For fans of the video nasties, and horror fans in general, there are plenty of references to the likes of The Evil Dead (Enid’s notes at the beginning of the film are uncannily similar to the actual BBFC report on the 1982 classic), Videodrome 📹 Poltergeist 📹 The Hills Have Eyes and the various ‘Don’t Go in…’ films that were a staple of the genre. Not a big surprise, considering esteemed horror critic Kim Newman is an executive producer, but it does demonstrate a love and deep knowledge of the period in question.
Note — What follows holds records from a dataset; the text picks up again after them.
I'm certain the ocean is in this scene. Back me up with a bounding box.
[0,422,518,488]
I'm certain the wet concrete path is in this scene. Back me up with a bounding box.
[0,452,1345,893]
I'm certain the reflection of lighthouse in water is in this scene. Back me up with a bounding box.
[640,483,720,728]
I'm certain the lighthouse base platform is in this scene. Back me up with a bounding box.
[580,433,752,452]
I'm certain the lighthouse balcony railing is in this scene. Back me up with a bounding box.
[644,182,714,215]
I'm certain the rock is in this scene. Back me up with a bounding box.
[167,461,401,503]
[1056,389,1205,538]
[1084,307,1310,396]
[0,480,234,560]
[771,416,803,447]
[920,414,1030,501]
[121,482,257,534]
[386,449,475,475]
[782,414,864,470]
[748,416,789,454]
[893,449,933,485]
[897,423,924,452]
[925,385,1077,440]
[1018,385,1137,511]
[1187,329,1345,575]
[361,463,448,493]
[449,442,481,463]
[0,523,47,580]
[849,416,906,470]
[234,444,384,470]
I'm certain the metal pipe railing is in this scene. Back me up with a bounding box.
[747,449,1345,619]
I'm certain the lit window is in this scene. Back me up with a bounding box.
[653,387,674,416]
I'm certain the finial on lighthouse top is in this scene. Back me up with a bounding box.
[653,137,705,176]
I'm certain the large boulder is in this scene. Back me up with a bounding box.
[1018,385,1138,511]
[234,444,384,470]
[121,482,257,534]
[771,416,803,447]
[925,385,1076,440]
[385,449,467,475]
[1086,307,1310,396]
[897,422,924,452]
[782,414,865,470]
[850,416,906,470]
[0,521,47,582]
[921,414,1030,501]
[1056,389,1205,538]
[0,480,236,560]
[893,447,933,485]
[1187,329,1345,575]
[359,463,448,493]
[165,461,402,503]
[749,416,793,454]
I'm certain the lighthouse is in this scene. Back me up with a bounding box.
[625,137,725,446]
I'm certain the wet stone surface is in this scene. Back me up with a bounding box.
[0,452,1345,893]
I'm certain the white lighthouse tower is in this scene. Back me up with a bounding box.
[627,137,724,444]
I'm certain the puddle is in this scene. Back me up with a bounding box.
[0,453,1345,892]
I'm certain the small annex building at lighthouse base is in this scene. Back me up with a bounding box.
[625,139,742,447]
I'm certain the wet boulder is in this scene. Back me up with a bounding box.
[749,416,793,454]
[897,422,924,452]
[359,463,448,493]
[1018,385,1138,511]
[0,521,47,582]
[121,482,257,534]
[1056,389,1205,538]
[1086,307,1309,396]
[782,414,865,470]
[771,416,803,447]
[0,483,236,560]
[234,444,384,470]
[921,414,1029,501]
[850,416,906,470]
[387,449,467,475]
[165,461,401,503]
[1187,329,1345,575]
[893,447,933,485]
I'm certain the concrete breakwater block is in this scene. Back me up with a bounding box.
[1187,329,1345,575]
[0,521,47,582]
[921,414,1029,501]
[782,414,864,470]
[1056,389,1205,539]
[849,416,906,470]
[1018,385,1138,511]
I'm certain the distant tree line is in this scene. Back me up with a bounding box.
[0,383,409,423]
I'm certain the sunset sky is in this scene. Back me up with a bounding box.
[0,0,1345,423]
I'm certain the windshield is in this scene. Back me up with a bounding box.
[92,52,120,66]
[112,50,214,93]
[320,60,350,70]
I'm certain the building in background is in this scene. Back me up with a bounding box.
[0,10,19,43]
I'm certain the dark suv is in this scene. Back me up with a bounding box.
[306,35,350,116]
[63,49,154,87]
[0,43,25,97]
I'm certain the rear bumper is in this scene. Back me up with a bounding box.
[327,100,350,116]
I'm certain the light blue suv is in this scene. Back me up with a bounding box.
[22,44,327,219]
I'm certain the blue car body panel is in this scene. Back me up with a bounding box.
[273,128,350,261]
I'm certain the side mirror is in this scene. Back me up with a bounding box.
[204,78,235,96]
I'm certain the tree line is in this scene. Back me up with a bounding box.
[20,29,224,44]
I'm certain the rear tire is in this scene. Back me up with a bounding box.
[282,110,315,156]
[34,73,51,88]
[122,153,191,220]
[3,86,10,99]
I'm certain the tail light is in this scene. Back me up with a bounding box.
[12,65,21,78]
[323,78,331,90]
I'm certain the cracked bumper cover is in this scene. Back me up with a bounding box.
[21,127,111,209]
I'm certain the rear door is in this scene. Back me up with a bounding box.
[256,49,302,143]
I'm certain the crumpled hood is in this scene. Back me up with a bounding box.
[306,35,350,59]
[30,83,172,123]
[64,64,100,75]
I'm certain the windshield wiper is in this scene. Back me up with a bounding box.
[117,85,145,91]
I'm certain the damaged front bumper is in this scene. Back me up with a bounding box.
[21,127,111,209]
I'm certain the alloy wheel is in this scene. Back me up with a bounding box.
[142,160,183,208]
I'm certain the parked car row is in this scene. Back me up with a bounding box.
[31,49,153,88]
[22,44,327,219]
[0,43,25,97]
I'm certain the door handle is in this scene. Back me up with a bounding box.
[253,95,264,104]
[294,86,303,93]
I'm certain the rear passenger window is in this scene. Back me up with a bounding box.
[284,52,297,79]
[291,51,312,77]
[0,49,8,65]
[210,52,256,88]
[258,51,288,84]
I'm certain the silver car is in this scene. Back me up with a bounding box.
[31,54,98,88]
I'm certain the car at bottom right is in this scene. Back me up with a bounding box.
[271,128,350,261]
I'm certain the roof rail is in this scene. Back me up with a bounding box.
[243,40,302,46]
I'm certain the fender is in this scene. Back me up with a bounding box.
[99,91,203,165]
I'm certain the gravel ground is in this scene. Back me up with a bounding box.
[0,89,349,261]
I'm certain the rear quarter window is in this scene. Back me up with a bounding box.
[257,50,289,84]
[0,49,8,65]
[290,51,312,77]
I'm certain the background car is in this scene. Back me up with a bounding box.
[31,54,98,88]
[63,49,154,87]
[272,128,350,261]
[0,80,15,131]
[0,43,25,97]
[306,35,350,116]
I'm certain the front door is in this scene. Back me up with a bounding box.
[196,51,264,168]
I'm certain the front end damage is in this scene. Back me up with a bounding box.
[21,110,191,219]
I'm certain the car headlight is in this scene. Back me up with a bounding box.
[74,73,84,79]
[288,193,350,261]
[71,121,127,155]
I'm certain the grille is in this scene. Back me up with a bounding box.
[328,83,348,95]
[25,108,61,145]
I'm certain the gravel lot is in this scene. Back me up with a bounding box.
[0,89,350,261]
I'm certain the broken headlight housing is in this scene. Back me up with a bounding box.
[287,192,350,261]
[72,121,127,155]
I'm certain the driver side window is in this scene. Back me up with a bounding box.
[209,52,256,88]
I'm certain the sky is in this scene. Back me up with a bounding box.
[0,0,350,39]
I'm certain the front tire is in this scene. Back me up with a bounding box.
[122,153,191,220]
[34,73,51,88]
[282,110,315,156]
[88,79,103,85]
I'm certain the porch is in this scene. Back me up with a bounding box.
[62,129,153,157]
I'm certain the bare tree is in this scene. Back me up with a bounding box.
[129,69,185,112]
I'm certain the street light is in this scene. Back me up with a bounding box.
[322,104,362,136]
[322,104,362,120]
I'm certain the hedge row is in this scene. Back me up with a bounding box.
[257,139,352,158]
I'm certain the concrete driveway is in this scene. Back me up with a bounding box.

Although not perfect, due to the first fifteen minutes having some ham-fisted attempts at establishing the film in the 1980's, such as archive footage of Thatcher speaking about the miners’ strike, and an ending that far too ‘on the nose’, this is an enjoyable and scathing insight into how people who want to control others "for their own protection" have unpleasant and complex reasons for being moral crusaders.

Something that rings all too true in this era of cancel culture.

⏩ Christopher Owens was a reviewer for Metal Ireland and finds time to study the history and inherent contradictions of Ireland. He is currently the TPQ Friday columnist.  

2 comments:

  1. Having watched Niamh Algar play the underground honey trap cop in "Deceit", a Channel 4 series about the entrapment of Colin Stagg as a suspect in the murder of Rachel Nickell on Wimbledon Common, I am really looking forward to her role in Censor.

    Censor appears td be a contemporary morality tale about the real motivations behind the will censor and how moral panics spreads.

    Good review as always Christopher.

    ReplyDelete
  2. Loved the Mary Whitehouse windbag reference. She was one nasty piece of work as were the people she collaborated with.
    "unpleasant and complex reasons for being moral crusaders" suggests a health warning when they approach.